Nanoparticles effective in delivering genes targeting angiogenesis in cancer
Tumor growth requires lots of nutrients that are supplied through blood vessels. Angiogenesis, the process of growing new blood vessels, has been a target for destruction in cancer therapy with mixed results. The idea is simple: if one cannot fight a big army in the battlefield, perhaps something can be done on the army’s logistics of food and water.
Dr. David Cheresh of The Scripps Research Institute in La Jolla, California, a leading researcher in the field of angiogenesis, and his colleagues, in collaboration with a group from Stanford University led by Dr. Mark Bednarski, have designed nanoparticles to deliver weapons of mass destruction to cancer cells in mice, achieving dramatic results (Hood J.D. et al., Science 296:2404-2407, 2002).
Previously, Dr. Cheresh studied various kinds of blood vessels and found that an integrin, αvβ3, is expressed on newly growing blood vessels and rarely expressed on established old ones. The integrin, which is expressed on the surface of blood vessel-forming endothelial cells, has amenities of therapeutic potential: particles or viruses that are bound to it can be internalized and delivered into cells.
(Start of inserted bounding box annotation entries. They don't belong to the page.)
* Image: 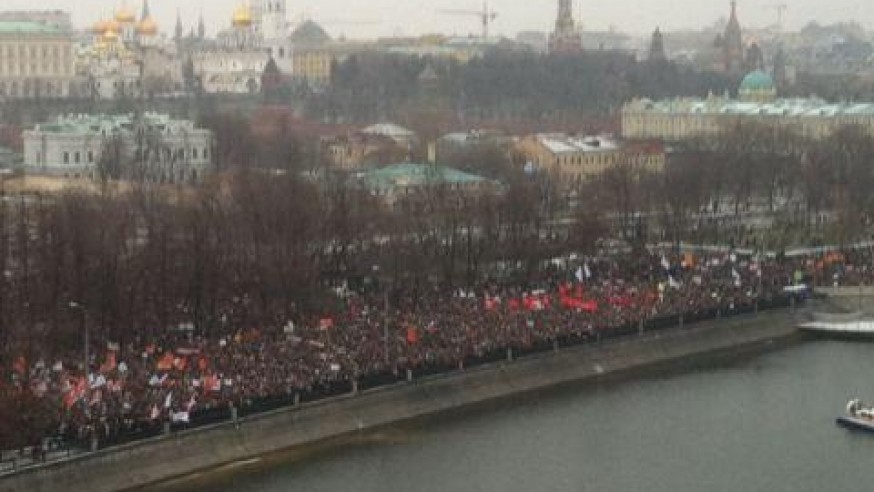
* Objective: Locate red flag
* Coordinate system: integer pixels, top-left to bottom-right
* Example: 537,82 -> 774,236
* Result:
64,376 -> 88,409
407,326 -> 419,345
580,301 -> 598,313
100,350 -> 118,374
156,352 -> 173,371
485,297 -> 501,311
12,356 -> 27,375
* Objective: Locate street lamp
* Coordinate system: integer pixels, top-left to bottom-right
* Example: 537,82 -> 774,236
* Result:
67,301 -> 90,379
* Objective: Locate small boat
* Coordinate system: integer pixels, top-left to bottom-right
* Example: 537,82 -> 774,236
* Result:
836,398 -> 874,432
798,320 -> 874,339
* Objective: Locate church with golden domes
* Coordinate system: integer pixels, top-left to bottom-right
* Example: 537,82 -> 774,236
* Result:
84,0 -> 182,99
191,0 -> 291,94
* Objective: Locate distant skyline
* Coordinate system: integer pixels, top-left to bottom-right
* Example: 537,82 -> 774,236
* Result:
0,0 -> 874,38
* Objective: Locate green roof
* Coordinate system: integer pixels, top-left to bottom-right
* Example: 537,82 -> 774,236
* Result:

While αvβ3 integrin flags new blood vessels, a gene called Raf-1 plays a pivotal role in the molecular signaling cascade that leads to the formation of new blood vessels. They designed lipid-based nanoparticles whose surface was studded with ligands that can bind to αvβ3 and whose interior was loaded with a mutant form of the Raf-1 gene. Once inside the cells, some of the mutant Raf-1 gene will displace the normal ones and arrest the molecular process of forming new blood vessels.
When injected into tumor-bearing mice through the tail vein, the nanoparticles wiped out tumors of 400 mm3 in size, or the equivalent of a 2-kg tumor mass in an 80-kg person. Under the microscope, tumors die en masse around each blood vessel forming endothelial cell, indicative of mass apoptosis.
Transferring mouse research to humans has not been encouraging in the past. Dr. Cheresh’s attempt holds hope until proven otherwise.